The Brilliance of the Yogi-Yo Button
Of all the technological marvels we’ve seen in ultra-modern South Korea, only one has completely wedged its way into our hearts: the Yogi-Yo button. Found on tables in many of Busan’s restaurants, it is utter, blissful genius. Press it, and your waiter appears like magic. Leave it unpressed, and you’re left alone.
There are plenty of advancements in Korea which the USA could sorely use. Bullet trains. Affordable, first-class health care. Efficient public transportation. A low crime rate. These are all important, to be sure, but if I could bring just one thing with me back home, it would be the Yogi-Yo button. My lord, do we need this.
“Yogi-Yo” approximately means “Hey, over here”! It’s what you would shout in a Korean restaurant to get your waiter’s attention. But with the Yogi-Yo button, you don’t even have to shout. If you want another bottle of soju, you don’t wait patiently for your server to come by. You just press this magical button and she’ll come running.
Our first few times eating out, we were too shy to actually use the Yogi-Yo button. It felt too pushy, and I’ve been conditioned by my American upbringing to treat waiters with meek politeness, rather than as the servants they are (heh, that little quip ought to win me some spite!) But now, in our third month in Korea, we press the Yogi-Yo button without hesitation. Sometimes, I’ll gobble up all the kimchi, not because I’m extra-hungry, but because I want to hit the button again and watch the waitress come scurrying.

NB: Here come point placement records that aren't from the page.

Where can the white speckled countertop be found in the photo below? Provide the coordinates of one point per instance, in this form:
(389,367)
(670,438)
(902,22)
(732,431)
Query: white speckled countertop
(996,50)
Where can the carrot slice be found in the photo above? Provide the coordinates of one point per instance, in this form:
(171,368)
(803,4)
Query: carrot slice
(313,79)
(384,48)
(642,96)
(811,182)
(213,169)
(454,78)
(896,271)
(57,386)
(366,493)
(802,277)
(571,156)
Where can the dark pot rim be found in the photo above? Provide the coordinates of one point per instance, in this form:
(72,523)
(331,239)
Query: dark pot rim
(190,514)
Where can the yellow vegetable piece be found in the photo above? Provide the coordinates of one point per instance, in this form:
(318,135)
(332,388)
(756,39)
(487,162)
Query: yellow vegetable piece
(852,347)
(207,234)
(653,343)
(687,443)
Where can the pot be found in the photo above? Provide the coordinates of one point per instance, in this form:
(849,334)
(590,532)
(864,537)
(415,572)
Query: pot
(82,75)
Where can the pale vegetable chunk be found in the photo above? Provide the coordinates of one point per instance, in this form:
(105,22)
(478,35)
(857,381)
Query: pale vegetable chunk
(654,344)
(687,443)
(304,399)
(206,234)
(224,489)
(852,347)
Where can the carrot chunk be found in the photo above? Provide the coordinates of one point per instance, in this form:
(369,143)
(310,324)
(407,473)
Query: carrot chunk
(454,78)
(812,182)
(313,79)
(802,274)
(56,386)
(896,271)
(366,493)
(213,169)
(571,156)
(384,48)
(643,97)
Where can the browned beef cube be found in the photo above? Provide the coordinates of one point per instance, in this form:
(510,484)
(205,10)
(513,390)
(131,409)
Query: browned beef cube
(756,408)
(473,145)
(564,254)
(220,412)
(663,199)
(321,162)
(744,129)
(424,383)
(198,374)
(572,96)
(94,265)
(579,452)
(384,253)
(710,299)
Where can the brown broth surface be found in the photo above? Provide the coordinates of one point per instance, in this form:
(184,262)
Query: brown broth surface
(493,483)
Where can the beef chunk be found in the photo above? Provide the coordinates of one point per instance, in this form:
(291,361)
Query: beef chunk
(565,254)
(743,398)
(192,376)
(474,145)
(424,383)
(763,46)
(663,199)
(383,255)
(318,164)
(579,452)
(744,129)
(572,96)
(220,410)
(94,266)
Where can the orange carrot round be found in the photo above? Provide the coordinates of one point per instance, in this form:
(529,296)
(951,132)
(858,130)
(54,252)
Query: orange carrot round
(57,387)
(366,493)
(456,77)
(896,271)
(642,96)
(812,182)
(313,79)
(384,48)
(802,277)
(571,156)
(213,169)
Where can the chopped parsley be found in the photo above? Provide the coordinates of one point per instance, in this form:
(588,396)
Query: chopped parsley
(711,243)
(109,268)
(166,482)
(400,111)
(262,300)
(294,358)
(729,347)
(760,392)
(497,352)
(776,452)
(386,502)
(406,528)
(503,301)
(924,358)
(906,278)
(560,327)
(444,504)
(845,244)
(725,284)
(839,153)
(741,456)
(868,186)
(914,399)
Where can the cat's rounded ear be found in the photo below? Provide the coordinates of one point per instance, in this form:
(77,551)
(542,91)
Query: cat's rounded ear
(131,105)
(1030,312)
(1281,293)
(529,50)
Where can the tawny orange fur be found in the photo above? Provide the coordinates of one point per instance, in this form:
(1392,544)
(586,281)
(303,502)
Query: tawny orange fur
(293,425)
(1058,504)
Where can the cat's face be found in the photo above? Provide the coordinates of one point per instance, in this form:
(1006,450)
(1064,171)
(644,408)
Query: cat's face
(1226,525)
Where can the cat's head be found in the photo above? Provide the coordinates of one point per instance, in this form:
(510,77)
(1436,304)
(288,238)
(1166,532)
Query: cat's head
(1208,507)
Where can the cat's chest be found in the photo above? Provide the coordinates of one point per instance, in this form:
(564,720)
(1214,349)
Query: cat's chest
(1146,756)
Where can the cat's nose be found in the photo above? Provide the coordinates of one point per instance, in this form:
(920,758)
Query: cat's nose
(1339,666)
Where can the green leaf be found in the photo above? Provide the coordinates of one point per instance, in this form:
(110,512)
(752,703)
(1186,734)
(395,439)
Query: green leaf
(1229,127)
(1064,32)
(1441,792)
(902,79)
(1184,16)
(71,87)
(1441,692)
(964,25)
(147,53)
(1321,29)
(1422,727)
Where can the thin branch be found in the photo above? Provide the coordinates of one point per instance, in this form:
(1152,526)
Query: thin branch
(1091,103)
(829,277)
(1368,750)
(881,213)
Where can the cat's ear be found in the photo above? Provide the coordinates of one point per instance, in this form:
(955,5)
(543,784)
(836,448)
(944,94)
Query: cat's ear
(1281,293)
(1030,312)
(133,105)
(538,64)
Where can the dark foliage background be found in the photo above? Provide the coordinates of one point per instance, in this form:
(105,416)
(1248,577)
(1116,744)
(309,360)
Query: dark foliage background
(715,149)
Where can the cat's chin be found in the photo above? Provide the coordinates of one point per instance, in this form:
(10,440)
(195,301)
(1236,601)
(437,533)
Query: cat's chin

Yes, the Yogi-Yo button must enter the American dining scene as soon as possible. And while we’re at it, we should also import Korea’s tipping policy. That is: no tips ever, not even pocket change. America’s waiters have gotten a little too entitled in the past decade. 20% now standard?! Yeah, I don’t think so. “Yogi-Yo, buddy. Get me another beer and, no, I’m not going to pay you extra for doing it”. That’s the way it should be.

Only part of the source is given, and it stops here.